A chaque turbulence succède pourtant un instant suspendu, tels les reflets d’une Terre en échappée. Le calme après la tempête pour faire simple. City Of Stars y prend une toute autre ampleur : sa douce mélancolie s’est transmise aux étoiles et aux astres. L’immensité se fait poétique. Le ciel noir contraste. Le temps d’une rhapsodie lunaire, le spleen nous envahit, et le cœur le chante : une danse de salon, et La La Land s’invite, sa poésie s’envole, corps à corps, cœur contre cœur. Une mélodie à répétition, sublime, tel un motif pour panser les blessures. Puisque la musique est là pour effectuer les rapprochements, dans une navette ou en famille, entre un mari et sa femme, entre un père et ses enfants, entre des amis habités par un même rêve, et la même mission. Justin Hurwitz s’impose une nouvelle fois en maestro, et se permet références2001 et son ballet planant), envolées et décollages mélodieux.


Claire, propre, la lune s’offre à nous. Du silence, l’Image s’élargit. Elle se fige, s’intimise, jusqu’à ce que le regard dépasse ses limites, sa propre réalité et son propre entendement. Cette séquence lunaire, tournée en IMAX, agit ainsi comme un point de rupture entre l’intime et l’universel.

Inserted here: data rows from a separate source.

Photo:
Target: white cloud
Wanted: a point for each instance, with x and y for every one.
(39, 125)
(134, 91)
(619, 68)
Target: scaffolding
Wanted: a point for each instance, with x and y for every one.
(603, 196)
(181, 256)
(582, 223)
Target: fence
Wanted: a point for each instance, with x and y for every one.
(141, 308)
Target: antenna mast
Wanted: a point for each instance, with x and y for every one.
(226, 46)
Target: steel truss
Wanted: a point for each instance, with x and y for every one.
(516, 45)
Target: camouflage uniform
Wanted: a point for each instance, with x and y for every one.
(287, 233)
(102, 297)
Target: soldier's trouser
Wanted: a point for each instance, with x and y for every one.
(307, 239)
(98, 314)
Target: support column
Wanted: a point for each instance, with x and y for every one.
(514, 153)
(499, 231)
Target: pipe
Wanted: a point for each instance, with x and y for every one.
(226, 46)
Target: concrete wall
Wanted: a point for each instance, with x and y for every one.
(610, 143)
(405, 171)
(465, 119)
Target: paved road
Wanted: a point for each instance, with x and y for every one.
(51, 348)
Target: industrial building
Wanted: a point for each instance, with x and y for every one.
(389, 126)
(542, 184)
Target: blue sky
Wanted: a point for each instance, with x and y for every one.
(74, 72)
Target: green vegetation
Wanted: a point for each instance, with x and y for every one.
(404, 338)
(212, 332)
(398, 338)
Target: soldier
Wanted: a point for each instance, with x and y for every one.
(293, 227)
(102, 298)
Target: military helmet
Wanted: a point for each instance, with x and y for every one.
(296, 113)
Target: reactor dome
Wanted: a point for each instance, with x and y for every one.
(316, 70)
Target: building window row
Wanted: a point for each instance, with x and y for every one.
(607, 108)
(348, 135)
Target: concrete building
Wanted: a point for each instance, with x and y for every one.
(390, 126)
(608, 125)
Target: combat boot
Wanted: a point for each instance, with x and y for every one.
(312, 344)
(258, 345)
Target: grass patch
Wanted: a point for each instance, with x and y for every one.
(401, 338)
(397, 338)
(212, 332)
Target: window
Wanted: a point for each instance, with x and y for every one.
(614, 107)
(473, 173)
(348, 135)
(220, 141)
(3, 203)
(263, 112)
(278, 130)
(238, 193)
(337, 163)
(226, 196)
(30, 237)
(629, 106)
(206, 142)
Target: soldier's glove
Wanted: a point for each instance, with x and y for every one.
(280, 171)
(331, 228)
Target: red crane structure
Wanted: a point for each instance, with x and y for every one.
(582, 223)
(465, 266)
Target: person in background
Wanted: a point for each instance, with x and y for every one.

La sensation de contraste s’intensifie, et épouse le ressenti d’un voyage vers l’inconnu, ponctué de cette tristesse lunaire, de poussière et de pénombre. L’étrangeté d’un impossible merveilleux en définitive, où se déposeraient toutes les déchirures et frustrations de l’homme à l’intérieur de la combinaison : l’astre se fait alors le mausolée d’une fille perdue. Un bracelet symbolique s’y dépose, comme pour y laisser une trace, une présence, un souvenir. Pour que chaque vie fauchée perdure dans l’éternité de l’Histoire, et s’abandonne au trou béant d’un autre monde, de silence, de repos et de paix. Pour qu’à chaque fois que la nuit tombe, la Lune rappelle son astronaute attristé.


First Man est une œuvre du reflet, en miroir, de l’intimité à la contemplation Malickienne d’un Tout, de l’infiniment plus grand à l’infiniment plus petit. Une question de perspective, sûrement. L’environnement y est à chaque fois exposé au travers d’un casque, cette frontière entre l’homme et le visible. Tout semble voué à la séparation. Ce que l’épilogue viendra confirmer, non sans une certaine cohérence filmographique. Des regards se croisent. Une vitre les sépare, le regard les unit. Et les mains s’enlacent, intouchables, dans une étreinte artificielle, détachée. La séparation est certaine. Comme un souvenir annihilé par la vitre de l’Histoire. Seulement, en suspension, la mélancolie résiste : celle d’un dernier contact, de mains ou de regards, pour peut-être ranimer l’étincelle, en un solo de batterie enflammé, en quelques notes de piano en medley, ou en un silence de retrouvailles étoilées.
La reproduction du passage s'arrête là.